Les pratiques scéniques et participatives constituent un champ d’investigation de premier plan. De nombreuses modalités d’implication des jeunes musiciens peuvent être étudiées : rôles d’enfants, rôles de figurants ou encore chœurs d’enfants, etc. The Little Sweep de Britten fait partie d’une production qui repose sur la logique de l’injonction :  Let’s make an Opera est un appel à participation et un vœu de créativité partagée. On a affaire à un public exigeant qui n’est pas simplement engoncé dans son fauteuil, supportant, dans le silence, plusieurs heures de spectacle. Bien au contraire, il sera impliqué dans le spectacle, amené à y prendre une part active, aspect qui constitue sans nul doute l’une des caractéristiques majeures du spectacle pour enfants. Noye’s Fludde de Britten réunit enfants, musiciens amateurs et professionnels ainsi que l’assemblée des fidèles, généralisant ainsi l’aspect performatif et participatif, tradition anglaise qui remonte au XVIIIe siècle quand on pense au Beggar’s Opera souventjoué par des enfants ou aux représentations destinées aux enfants des opérettes de Gilbert et de Sullivan. La théâtralité, la récitation et le jeu d’acteur sont ainsi intimement liés au conte musical et à l’opéra pour enfants, et nombreuses sont les productions mettent la récitation et la narration au premier plan, souvent pour des raisons de compréhension, comme dans Bang! de John Rutter (1975), dont l’intrigue est basée sur l’événement historique de The Gunpowder Plot de 1605.

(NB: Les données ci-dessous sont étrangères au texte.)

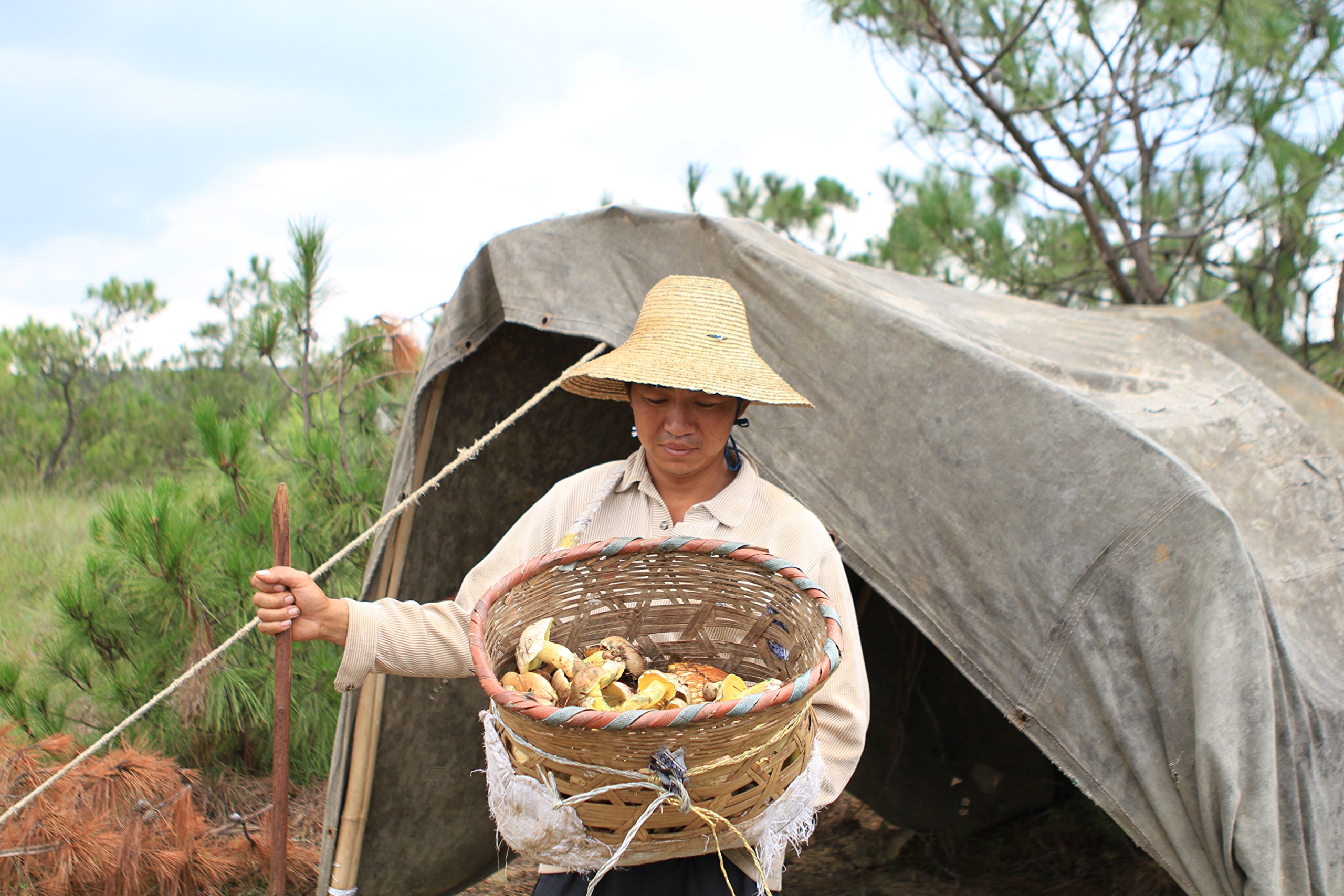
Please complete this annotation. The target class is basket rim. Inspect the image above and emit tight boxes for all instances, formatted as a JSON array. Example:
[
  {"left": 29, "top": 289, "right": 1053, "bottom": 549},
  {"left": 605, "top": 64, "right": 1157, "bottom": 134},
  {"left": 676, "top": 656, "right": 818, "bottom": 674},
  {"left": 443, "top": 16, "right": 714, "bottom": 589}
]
[{"left": 468, "top": 536, "right": 844, "bottom": 731}]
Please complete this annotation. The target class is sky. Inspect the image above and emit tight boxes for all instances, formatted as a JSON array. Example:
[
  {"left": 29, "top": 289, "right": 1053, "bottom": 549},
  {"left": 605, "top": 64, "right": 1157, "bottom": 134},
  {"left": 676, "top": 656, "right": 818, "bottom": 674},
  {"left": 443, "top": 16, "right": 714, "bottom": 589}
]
[{"left": 0, "top": 0, "right": 917, "bottom": 359}]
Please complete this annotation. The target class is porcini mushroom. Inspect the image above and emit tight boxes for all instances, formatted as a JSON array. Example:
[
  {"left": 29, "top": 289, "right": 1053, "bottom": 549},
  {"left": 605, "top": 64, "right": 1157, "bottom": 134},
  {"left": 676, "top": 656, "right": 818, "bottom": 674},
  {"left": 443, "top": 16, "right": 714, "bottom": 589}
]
[
  {"left": 598, "top": 634, "right": 649, "bottom": 678},
  {"left": 519, "top": 672, "right": 555, "bottom": 707},
  {"left": 716, "top": 674, "right": 747, "bottom": 700},
  {"left": 514, "top": 617, "right": 578, "bottom": 673},
  {"left": 621, "top": 669, "right": 676, "bottom": 712},
  {"left": 742, "top": 678, "right": 783, "bottom": 697},
  {"left": 602, "top": 681, "right": 634, "bottom": 707},
  {"left": 564, "top": 660, "right": 625, "bottom": 709},
  {"left": 551, "top": 669, "right": 570, "bottom": 707}
]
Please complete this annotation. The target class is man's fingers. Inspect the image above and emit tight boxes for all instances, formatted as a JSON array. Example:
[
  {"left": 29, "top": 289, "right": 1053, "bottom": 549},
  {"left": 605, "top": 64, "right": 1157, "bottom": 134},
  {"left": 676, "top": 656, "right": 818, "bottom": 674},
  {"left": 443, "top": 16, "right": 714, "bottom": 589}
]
[
  {"left": 253, "top": 567, "right": 313, "bottom": 591},
  {"left": 257, "top": 607, "right": 298, "bottom": 622},
  {"left": 253, "top": 591, "right": 295, "bottom": 610}
]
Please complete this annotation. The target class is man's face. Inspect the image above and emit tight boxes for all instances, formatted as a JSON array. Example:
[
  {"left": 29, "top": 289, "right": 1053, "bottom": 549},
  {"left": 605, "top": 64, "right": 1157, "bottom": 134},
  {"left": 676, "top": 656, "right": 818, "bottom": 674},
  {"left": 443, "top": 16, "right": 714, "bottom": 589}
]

Il pourra également être question de traditions spécifiques liées aux modes d’exécution et aux lieux de transmission et de création des œuvres destinées aux jeunes publics. À l’époque moderne, beaucoup de productions de contes musicaux ont vu le jour grâce à la télévision et aux programmes télévisés destinés aux enfants. C’est le cas de l’opéra télévisé américain Amahl and the Night Visitors (1951) de Gian Carlo Menotti. Mais de nombreuses œuvres sont aussi créées en tant que genres de spectacle pédagogique ou spectacle d’école, œuvres didactiques et moralisatrices destinées à être jouées dans un cadre restreint et s’inscrivent dans le cadre de projets culturels d’établissements.

On pourra également s’interroger sur le rapport entre texte et musique. Dans le conte musical, il arrive que la musique ne joue qu’un rôle secondaire d’arrière-plan d’atmosphère, comme dans ce qu’on appelle l’incidental music : c’est le terme employé, par exemple, dans le conte de Lisa Lehemann The Selfish Giant: A story by Oscar Wilde (1911), qui réduit la musique au strict minimum pour privilégier la récitation du texte sur un fonds musical. Du côté du conte musical, quelles sont les modes privilégiés de la relation texte-musique ? Du côté de l’opéra, quel est le rapport entre texte et musique ? Quelles sont les sources des livrets ? Aura-t-on tendance à reprendre des contes ou des histoires bien connus du jeune public comme celle de Pinocchio dans The Adventures of Pinocchio (2007) de Jonathan Dove ? Ou encore, s’agira-t-il de sources documentaires originales comme dans A Place To Call Home (1993) de Edward Barnes, dont le livret prend sa source dans une série d’interviews autour de réfugiés aux États-Unis ?

Enfin, on se penchera aussi sur l’univers du spectacle contemporain et celui des créations actuelles qui parsèment les territoires anglophones. Quelles sont les productions en vogue et comment ont-elles évolué au cours des dernières décennies ? Quelles sont les structures d’accueil et les associations qui viennent en appui aux spectacles pour jeunes publics ? Quels médias sont privilégiés pour la transmission et la vulgarisation de ces productions ? Quelles contraintes doivent être prises en considération dans le travail avec les enfants ? Enfin, quels sont les enjeux financiers et idéologiques de ces productions ?

Ce colloque international est proposé en collaboration entre l’ERIBIA, Équipe de recherche interdisciplinaire sur la Grande-Bretagne, l’Irlande et l’Amérique du Nord de l’Université (UR 2610) de Caen Normandie et l’IDEA, Interdisciplinarité Dans les Études Anglophones (UR 2338) de l’Université de Lorraine. Les problématiques abordées concernent surtout le monde anglophone, mais les communications interdisciplinaires sont également encouragées.